Albert Thomas

The story behind this one: my paternity leave was imminent and I wanted to have a benchmark of AutoGluon running on a bunch of tabular Kaggle challenges while I was off. At least this was the initial objective. The goal was to compare AutoGluon with our own AutoML solution.

My plan was to use Ray to schedule tasks across several VMs automatically and benefit from all its features: the dashboard to monitor tasks and the load on each machine, stop tasks taking too much time, retry failed ones, and so on. To be honest, I also just wanted to try Ray for this. I knew it should be possible, and this was a good excuse to dive in. I had previously used ray.tune on a single machine but had never set up a cluster across multiple VMs. Although everything eventually worked the way I wanted, it was more difficult than I anticipated and required quite a bit of debugging and babysitting at first. I also learned a lot about Ray (and AutoGluon) in the process, so I wanted to share some of those lessons here.

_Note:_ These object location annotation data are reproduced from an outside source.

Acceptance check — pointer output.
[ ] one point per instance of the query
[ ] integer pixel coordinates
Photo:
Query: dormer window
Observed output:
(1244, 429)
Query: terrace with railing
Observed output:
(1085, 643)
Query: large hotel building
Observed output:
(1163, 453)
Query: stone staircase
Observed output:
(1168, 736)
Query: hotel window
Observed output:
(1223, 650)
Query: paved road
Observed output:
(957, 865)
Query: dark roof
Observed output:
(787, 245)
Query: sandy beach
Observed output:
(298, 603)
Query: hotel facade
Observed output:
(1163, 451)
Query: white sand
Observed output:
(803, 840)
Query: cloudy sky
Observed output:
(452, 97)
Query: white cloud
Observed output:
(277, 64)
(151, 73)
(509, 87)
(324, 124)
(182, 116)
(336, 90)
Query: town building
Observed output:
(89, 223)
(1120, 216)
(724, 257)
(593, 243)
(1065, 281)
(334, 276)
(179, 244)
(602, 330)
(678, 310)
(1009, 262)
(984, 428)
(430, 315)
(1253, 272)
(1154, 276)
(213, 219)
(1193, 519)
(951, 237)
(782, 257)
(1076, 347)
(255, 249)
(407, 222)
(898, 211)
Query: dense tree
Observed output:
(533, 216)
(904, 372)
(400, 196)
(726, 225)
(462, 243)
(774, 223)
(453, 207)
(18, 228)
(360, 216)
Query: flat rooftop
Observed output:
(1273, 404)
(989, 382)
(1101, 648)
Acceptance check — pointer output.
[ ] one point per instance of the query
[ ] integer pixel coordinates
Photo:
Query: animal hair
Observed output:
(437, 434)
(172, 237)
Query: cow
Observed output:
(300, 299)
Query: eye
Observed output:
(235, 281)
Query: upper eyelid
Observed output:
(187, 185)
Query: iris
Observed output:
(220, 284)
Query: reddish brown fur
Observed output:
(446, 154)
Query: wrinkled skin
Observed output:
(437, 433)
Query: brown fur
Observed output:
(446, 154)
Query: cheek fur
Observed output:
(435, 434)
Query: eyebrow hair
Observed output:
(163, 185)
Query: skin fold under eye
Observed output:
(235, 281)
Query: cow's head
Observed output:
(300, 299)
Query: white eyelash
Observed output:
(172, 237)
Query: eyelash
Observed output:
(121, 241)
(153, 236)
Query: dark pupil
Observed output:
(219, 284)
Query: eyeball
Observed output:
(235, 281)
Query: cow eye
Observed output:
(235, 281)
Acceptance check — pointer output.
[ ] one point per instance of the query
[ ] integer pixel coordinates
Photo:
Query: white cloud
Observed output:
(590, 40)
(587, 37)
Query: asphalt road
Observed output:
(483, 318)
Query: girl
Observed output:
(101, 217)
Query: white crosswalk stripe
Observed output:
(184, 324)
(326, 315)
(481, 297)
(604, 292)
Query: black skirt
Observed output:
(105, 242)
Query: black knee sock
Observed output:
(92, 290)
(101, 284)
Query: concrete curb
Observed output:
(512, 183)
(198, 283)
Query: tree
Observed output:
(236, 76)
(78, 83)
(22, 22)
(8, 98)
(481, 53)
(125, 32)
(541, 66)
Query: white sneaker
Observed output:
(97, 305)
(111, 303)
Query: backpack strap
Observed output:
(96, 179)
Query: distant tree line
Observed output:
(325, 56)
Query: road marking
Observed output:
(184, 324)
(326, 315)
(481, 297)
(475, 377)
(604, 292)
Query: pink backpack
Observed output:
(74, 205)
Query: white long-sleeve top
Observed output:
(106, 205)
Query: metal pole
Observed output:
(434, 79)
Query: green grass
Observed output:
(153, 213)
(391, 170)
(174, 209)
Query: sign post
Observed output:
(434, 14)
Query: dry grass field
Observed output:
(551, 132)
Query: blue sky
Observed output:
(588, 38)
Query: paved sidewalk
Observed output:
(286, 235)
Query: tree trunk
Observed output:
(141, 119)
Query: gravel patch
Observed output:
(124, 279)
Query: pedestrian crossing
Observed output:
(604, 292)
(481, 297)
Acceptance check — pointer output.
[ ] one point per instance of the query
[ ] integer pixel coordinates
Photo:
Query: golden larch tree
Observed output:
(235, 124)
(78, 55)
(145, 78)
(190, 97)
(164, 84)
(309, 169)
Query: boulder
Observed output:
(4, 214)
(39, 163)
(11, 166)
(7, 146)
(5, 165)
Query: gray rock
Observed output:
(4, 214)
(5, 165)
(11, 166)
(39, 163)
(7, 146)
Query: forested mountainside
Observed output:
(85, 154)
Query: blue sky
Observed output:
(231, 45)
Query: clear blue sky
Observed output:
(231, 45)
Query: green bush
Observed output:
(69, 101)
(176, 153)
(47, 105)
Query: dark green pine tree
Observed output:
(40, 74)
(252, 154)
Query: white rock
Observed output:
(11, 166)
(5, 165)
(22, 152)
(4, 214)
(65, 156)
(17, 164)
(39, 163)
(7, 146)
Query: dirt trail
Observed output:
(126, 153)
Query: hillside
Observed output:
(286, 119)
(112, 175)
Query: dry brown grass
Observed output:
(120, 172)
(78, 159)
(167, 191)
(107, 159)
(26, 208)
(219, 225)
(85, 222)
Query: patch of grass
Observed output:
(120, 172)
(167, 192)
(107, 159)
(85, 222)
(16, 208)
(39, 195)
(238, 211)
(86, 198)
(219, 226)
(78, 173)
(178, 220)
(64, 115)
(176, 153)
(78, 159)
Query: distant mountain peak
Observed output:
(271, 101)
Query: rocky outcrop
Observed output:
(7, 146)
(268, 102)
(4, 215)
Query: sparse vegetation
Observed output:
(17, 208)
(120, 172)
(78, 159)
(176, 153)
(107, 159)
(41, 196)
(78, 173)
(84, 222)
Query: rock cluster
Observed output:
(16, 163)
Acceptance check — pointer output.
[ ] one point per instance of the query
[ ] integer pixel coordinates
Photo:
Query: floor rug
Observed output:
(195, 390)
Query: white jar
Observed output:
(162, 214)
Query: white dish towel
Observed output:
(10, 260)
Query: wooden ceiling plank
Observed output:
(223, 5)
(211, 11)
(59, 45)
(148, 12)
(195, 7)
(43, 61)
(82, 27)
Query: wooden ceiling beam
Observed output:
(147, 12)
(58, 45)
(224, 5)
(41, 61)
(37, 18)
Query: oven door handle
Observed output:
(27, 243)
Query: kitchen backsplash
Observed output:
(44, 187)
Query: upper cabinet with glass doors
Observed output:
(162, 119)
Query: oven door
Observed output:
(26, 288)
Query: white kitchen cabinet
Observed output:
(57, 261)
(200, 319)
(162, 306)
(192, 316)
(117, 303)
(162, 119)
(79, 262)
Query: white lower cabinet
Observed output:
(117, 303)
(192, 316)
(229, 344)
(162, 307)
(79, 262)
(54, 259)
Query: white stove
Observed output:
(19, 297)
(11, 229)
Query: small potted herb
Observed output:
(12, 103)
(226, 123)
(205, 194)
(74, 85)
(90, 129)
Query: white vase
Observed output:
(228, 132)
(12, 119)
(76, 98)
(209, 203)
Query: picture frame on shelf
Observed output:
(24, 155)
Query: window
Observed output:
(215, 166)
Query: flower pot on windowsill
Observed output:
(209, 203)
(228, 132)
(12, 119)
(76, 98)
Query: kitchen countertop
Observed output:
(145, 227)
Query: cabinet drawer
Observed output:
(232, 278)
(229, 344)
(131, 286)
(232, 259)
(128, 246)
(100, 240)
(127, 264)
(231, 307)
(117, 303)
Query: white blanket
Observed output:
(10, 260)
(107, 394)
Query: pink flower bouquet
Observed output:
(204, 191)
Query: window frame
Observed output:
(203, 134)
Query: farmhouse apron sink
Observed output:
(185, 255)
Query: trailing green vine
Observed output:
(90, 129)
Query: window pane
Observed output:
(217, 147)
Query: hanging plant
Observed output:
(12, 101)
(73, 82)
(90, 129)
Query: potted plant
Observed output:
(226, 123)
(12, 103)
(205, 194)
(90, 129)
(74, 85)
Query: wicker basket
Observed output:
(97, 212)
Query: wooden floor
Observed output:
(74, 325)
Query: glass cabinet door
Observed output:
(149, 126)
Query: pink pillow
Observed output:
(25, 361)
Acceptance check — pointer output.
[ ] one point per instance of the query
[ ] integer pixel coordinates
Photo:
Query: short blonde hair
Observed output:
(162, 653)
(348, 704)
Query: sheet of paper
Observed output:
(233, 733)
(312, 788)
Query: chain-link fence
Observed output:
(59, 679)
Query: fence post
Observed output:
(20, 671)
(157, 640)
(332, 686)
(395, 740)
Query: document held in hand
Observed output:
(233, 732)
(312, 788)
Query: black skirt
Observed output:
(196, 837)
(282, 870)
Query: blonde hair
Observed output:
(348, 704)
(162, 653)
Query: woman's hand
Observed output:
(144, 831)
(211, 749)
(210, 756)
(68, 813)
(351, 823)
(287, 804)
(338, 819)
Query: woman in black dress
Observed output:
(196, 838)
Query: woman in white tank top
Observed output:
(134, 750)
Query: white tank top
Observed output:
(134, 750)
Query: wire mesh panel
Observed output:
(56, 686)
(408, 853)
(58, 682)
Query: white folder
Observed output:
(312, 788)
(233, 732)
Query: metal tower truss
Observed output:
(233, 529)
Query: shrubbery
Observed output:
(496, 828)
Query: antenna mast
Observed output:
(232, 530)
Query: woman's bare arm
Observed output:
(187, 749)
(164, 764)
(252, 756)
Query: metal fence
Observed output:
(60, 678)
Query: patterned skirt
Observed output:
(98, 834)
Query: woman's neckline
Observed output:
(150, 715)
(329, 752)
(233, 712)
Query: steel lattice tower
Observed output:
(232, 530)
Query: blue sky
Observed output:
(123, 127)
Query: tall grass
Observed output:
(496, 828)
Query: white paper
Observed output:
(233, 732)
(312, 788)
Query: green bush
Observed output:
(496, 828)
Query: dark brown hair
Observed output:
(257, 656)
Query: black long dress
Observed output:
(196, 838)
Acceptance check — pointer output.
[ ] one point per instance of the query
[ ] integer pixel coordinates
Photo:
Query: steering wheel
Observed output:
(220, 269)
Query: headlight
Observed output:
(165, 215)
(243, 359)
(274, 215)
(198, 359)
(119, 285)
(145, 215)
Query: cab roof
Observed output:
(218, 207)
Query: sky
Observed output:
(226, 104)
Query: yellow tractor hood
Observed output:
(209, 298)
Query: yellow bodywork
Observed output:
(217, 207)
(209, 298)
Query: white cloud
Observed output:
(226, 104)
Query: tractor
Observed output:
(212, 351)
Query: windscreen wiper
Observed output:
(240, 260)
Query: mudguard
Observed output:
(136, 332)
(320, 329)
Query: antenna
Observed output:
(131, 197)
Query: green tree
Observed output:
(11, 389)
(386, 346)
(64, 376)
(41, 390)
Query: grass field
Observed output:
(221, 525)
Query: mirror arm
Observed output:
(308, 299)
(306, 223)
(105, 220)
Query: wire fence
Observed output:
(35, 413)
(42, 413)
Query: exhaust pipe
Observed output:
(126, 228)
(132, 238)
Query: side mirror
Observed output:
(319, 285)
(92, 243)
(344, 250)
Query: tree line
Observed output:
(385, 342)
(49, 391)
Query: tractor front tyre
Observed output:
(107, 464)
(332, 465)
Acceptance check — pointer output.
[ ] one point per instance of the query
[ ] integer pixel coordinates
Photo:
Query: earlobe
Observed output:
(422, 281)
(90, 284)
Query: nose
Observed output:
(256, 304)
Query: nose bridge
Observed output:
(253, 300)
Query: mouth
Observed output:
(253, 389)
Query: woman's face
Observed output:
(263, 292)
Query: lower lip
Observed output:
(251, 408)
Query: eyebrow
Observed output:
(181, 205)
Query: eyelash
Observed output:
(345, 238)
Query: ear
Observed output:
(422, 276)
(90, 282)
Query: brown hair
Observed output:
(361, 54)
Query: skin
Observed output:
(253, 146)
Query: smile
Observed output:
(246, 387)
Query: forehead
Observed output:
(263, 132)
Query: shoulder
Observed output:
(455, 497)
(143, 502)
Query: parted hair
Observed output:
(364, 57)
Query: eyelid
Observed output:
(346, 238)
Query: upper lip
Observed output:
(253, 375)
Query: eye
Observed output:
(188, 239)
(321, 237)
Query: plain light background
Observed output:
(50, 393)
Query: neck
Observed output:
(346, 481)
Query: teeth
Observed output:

Enforcing resource constraints for AutoML comparisons

One of the key aspects of running this benchmark was making sure that we could enforce computational resource constraints for each run. This is important if we want to make fair comparisons between different AutoML solutions under controlled conditions. In practice, this means fixing the number of CPUs (and GPUs) and the amount of memory available to each run.

As written in AMLB, An AutoML Benchmark, running each task on a specific EC2 instance type ensures consistent resources. I followed a similar principle here. Instead of relying on large shared machines, I used a pool of identical VMs and aimed to run one task per VM to guarantee fixed resources per run.

AutoGluon exposes parameters to control resources like CPUs, GPUs, and memory ¹. However, the memory parameter is only a soft limit: in most cases it is respected, but it can occasionally be exceeded. In retrospect, I could have experimented with this, but given the VMs I had, it was simpler to enforce resource limits at the VM level.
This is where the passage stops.